# WCA Logos



## Lucas Garron (Dec 16, 2008)

We all know our fantastic WCA logo. But it didn't have to be that way! A simple Google image search for "WCA logo" yiels these other fine candidates: 






--------




--------




--------




--------




--------




--------


----------



## pjk (Dec 16, 2008)

I think a new WCA logo would be nice. Perhaps a contest would be nice.

Here are my opinions on the current WCA logo:
-By looking at the logo without knowing anything about the WCA, you don't know the order of the letters (whether it is CAW, CWA, WCA, etc.).
-The circle around the outside of the cube is redundant.
-The cube in the middle could perhaps use a little more detail.
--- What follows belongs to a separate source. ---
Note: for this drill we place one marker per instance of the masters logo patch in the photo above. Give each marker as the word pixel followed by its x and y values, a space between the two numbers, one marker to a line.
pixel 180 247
I hate looking at a logo and not knowing what it is.
-I think representing the globe somewhere on the logo would be nice.


----------



## cwdana (Dec 16, 2008)

How about this one:


----------



## shafiqdms1 (Dec 16, 2008)

wait a sec...I just realized this...the cube in the WCA logo has a wrong color scheme.


----------



## Mike Hughey (Dec 16, 2008)

shafiqdms1 said:


> wait a sec...I just realized this...the cube in the WCA logo has a wrong color scheme.



Right - the red should be orange. 

Actually, it matches Japanese color scheme.


----------



## blade740 (Dec 16, 2008)

I think I remember hearing that that was so as not to specifically endorse any company, or something like that.


----------



## qqwref (Dec 16, 2008)

I notice that the colored band around the cube has the same opposite-colors as the Western color scheme. I think we should try to avoid color-scheme bias, at least where the two most common schemes are concerned. I also notice that the cube only reads WCA if you read left-to-right. If you come from a country where you read right-to-left, perhaps you will think it is the WAC? It is not entirely clear.
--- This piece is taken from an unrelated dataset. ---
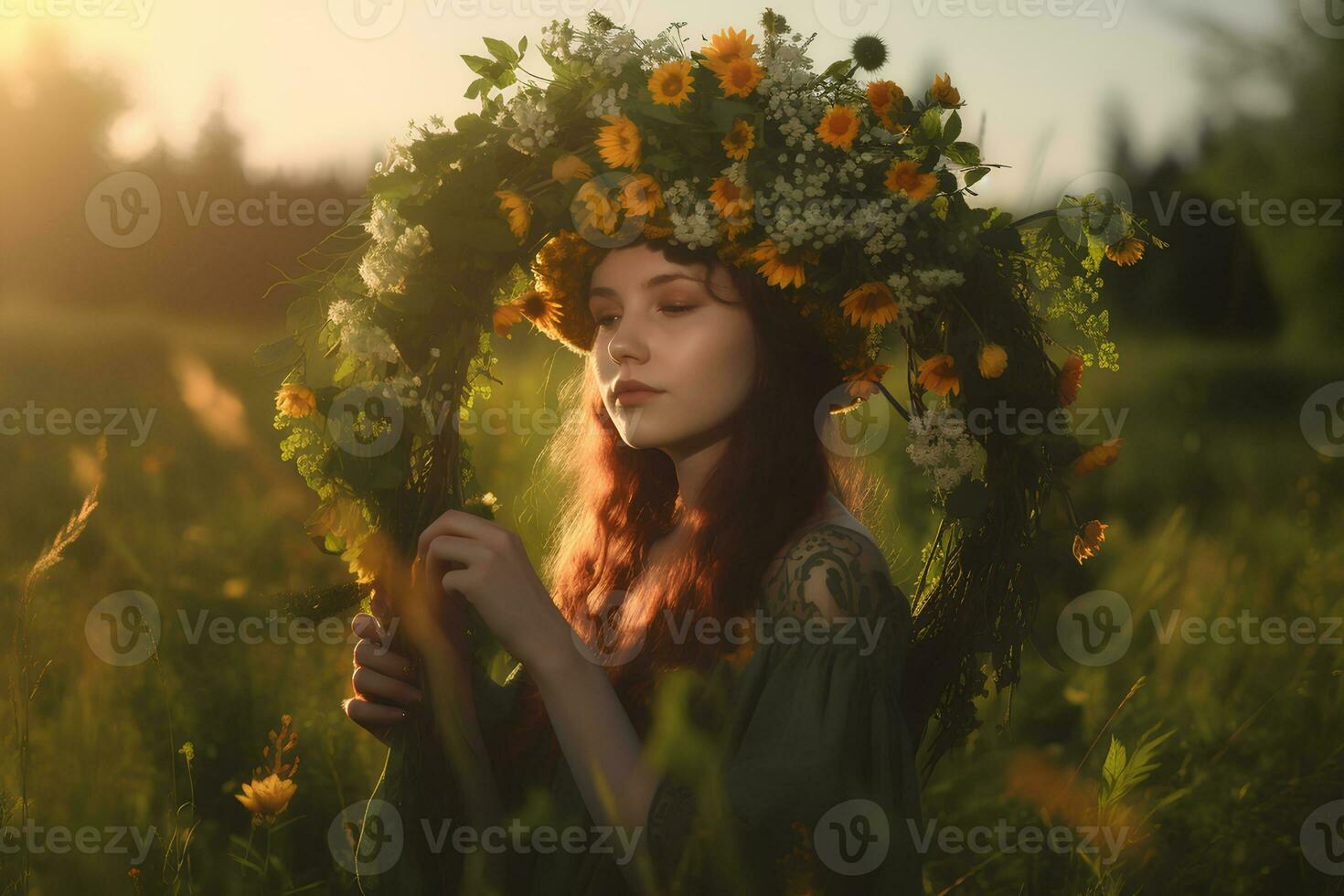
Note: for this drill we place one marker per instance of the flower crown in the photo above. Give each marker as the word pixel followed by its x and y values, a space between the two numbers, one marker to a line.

I'd like to propose a new logo idea. (Could someone be nice enough to draw a mock-up of this? I can make an illustration in Paint, but it won't be very pretty.) Instead of the colored band, you have a stylized globe of the same size. Instead of the cube with letters on it, I suggest a 3x3 of the same size, with black (non-reflective) 'plastic' and completely square stickers. I would also suggest a color scheme of U white F green R red, because this combination appears in both Western and Japanese color schemes. Finally, for the letters, either we could place them under, or we could cut out a small piece of the globe to make it resemble a "C", and then place a larger W and A next to it (although this would mean we would have to shrink the globe/cube a bit).


----------



## Erik (Dec 16, 2008)

I don't think anyone would care at all about wether it's an existing colour scheme or not... really who cares? And people reading from left to right would they even know what the letters WCA are standing for world cube association? Would that change if they would read it backwards? (don't take this too seriously )
Anyway, I do think that the logo can use some updating along with the rest of the WCA website as I state in this thread on the WCA forum. 
http://www.worldcubeassociation.org/forum/viewtopic.php?f=15&t=486 
Sadly only 86 people viewed the thread so far and only Lucas replied saying he liked the idea. Wouldn't it be cool to get a new website with more feats together with a new logo? It would be the start of a more modern and more widely known speedcubing sport


----------



## qqwref (Dec 16, 2008)

I made a mock-up of my logo. It's not intended to be finished or anything. If you don't like the font that's fine because I picked a random one 






Edit: Hm, do we even need the globe? Why not just W


----------



## Erik (Dec 16, 2008)

I like that one, the C looks a bit like it's a pacman eating the cube but that's funny!


----------



## philkt731 (Dec 17, 2008)

qqwref said:


> I made a mock-up of my logo. It's not intended to be finished or anything. If you don't like the font that's fine because I picked a random one
> 
> 
> 
> ...


----------



## fanwuq (Dec 17, 2008)

Get 3 7*7*7 or 6^3 or 5^3 V cubes, take pictures of them when you make a face of each of the cubes spell WCA.
I did this with the 3x3 cube for CTY.


----------



## gogozerg (Dec 17, 2008)

http://grrroux.free.fr/wca/wca_2_4.avi
http://grrroux.free.fr/wca/wca_3.avi


----------



## shafiqdms1 (Dec 17, 2008)

Erik said:


> I like that one, the C looks a bit like it's a pacman eating the cube but that's funny!



yeah, same thing I though


----------



## qqwref (Dec 17, 2008)

fanwuq said:


> Get 3 7*7*7 or 6^3 or 5^3 V cubes, take pictures of them when you make a face of each of the cubes spell WCA.
> I did this with the 3x3 cube for CTY.



Heh, interesting idea. I remember in Germany I spelled out V CUBE with five 6x6s. A picture doesn't really work too well for an official logo though, and just drawing the letters on a virtual cube is too easy to make a logo out of 


gogozerg/gilles: cool videos. It's a very good idea to have a nice animated logo, in case we want to have any official press releases


----------